In MySQL you can do this:
INSERT IGNORE INTO Table2(Id, Name) SELECT Id, Name FROM Table1
Does SQL Server have anything similar?
I just had a similar problem, the DISTINCT keyword works magic:
INSERT INTO Table2(Id, Name) SELECT DISTINCT Id, Name FROM Table1
I was facing the same problem recently...
Heres what worked for me in MS SQL server 2017...
The primary key should be set on ID in table 2...

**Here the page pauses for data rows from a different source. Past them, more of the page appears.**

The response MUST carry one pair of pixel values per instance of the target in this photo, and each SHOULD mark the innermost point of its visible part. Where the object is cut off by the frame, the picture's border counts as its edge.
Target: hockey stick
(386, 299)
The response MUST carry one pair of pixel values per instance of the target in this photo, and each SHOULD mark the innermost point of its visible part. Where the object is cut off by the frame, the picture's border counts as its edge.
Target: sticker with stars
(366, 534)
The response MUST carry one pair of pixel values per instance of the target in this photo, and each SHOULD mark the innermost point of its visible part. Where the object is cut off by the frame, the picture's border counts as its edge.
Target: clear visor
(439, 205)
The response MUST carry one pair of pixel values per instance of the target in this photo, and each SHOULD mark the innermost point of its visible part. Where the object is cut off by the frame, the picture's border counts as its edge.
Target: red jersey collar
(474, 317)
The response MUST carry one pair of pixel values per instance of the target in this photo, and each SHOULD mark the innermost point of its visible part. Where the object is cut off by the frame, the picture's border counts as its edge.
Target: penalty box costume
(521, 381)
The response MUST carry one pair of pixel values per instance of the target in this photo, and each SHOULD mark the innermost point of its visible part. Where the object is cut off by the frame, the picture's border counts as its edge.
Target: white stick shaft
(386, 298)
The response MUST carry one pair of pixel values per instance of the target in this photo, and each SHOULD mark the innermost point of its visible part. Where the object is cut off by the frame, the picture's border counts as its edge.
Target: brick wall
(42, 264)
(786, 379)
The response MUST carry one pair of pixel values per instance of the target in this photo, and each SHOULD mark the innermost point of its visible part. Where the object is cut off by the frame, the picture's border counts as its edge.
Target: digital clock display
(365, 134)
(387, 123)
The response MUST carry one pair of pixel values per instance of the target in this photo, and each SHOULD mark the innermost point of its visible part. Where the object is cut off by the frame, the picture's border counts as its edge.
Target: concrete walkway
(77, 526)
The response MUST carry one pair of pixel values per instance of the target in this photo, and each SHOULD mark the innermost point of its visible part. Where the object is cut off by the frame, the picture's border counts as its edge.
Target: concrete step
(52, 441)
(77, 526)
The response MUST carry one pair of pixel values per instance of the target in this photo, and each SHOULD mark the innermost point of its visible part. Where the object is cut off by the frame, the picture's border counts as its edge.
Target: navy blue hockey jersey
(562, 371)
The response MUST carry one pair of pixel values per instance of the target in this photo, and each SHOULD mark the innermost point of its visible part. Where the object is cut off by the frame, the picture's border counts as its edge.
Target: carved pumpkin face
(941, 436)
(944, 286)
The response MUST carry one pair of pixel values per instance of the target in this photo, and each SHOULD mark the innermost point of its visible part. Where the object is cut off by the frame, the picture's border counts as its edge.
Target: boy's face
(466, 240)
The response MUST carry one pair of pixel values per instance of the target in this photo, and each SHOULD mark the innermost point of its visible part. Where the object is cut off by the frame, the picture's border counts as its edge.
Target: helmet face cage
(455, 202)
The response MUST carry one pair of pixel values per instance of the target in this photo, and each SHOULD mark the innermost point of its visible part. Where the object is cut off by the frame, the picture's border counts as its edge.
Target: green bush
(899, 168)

The columns and column properties should be the same of course between both tables. This will work the first time you run the below script. The duplicate ID in table 1, will not insert...

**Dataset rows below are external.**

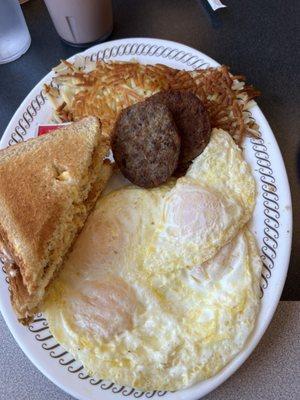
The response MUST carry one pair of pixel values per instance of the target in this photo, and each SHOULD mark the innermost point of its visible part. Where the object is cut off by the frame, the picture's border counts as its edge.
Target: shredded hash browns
(103, 89)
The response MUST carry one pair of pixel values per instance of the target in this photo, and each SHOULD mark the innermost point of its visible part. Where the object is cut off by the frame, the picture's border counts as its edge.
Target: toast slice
(48, 186)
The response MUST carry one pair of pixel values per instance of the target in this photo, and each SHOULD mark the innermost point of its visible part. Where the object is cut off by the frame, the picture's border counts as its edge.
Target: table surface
(254, 37)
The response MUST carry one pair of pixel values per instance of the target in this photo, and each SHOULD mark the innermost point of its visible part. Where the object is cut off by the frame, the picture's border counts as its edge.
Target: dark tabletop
(257, 38)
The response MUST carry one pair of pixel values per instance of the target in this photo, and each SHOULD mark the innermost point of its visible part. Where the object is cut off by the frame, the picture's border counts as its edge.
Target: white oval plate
(272, 225)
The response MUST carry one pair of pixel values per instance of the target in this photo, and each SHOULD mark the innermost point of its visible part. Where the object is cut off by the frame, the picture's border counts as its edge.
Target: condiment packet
(42, 129)
(215, 4)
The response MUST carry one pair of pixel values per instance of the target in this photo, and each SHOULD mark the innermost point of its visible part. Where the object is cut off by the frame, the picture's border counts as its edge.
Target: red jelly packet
(42, 129)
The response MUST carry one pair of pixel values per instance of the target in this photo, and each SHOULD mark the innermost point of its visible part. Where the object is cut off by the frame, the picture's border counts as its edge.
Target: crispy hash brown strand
(105, 88)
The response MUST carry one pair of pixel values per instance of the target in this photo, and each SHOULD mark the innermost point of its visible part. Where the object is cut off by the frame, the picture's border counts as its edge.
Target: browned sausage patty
(146, 144)
(192, 121)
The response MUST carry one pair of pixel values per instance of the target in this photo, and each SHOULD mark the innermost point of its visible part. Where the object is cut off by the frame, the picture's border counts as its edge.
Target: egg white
(161, 289)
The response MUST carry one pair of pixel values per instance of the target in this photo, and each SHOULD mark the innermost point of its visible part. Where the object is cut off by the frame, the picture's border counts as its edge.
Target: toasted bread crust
(48, 186)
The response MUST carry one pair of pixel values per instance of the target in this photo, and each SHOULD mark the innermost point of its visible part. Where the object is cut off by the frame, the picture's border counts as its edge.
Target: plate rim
(244, 354)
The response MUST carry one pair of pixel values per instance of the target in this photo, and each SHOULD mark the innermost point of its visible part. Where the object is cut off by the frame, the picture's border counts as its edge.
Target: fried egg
(161, 289)
(206, 208)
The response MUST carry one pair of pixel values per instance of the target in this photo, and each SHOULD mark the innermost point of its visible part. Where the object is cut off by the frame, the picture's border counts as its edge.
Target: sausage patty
(146, 144)
(191, 119)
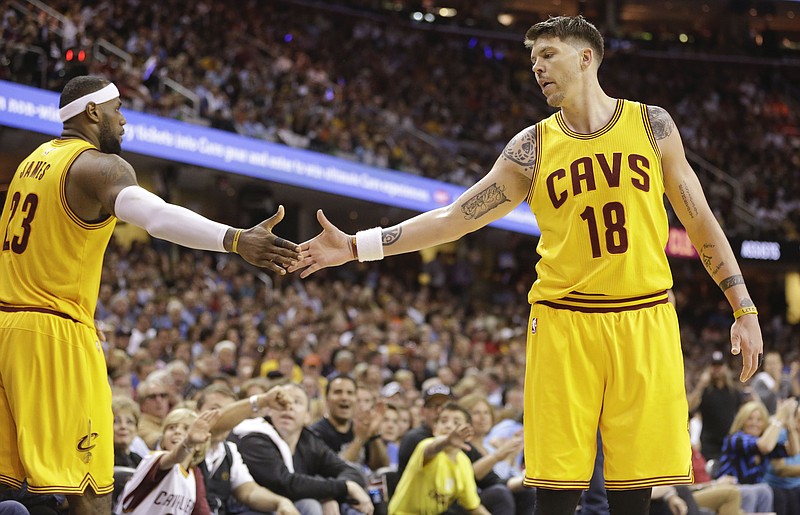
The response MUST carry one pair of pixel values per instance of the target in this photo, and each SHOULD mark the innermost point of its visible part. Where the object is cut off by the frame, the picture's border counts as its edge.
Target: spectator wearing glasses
(154, 403)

If you run it the second time, you will get a
Violation of PRIMARY KEY constraint error
This is the code:
Insert into Table_2
Select distinct *
from Table_1
where table_1.ID >1
Using ignore Duplicates on the unique index as suggested by IanC here was my solution for a similar issue, creating the index with the Option WITH IGNORE_DUP_KEY
In backward compatible syntax
, WITH IGNORE_DUP_KEY is equivalent to WITH IGNORE_DUP_KEY = ON.
Ref.: index_option
From SQL Server you can set a Unique key index on the table for (Columns that needs to be unique)
A little off topic, but if you want to migrate the data to a new table, and the possible duplicates are in the original table, and the column possibly duplicated is not an id, a GROUP BY will do:
INSERT INTO TABLE_2
(name)
SELECT t1.name
FROM TABLE_1 t1
GROUP BY t1.name
In my case, I had duplicate IDs in the source table, so none of the proposals worked. I don't care about performance, it's just done once.
To solve this I took the records one by one with a cursor to ignore the duplicates.
So here's the code example:
DECLARE #c1 AS VARCHAR(12);
DECLARE #c2 AS VARCHAR(250);
DECLARE #c3 AS VARCHAR(250);
DECLARE MY_cursor CURSOR STATIC FOR
Select
c1,
c2,
c3
from T2
where ....;
OPEN MY_cursor
FETCH NEXT FROM MY_cursor INTO #c1, #c2, #c3
WHILE ##FETCH_STATUS = 0
BEGIN
if (select count(1)
from T1
where a1 = #c1
and a2 = #c2
) = 0
INSERT INTO T1
values (#c1, #c2, #c3)
FETCH NEXT FROM MY_cursor INTO #c1, #c2, #c3
END
CLOSE MY_cursor
DEALLOCATE MY_cursor
I used a MERGE query to fill a table without duplications.
The problem I had was a double key in the tables ( Code , Value ) ,
and the exists query was very slow
The MERGE executed very fast ( more then X100 )
examples for MERGE query
For one table it works perfectly when creating one unique index from multiple field. Then simple "INSERT IGNORE" will ignore duplicates if ALL of 7 fields (in this case) will have SAME values.
Select fields in PMA Structure View and click Unique, new combined index will be created.
A simple DELETE before the INSERT would suffice:
DELETE FROM Table2 WHERE Id = (SELECT Id FROM Table1)
INSERT INTO Table2 (Id, name) SELECT Id, name FROM Table1
Switching Table1 for Table2 depending on which table's Id and name pairing you want to preserve.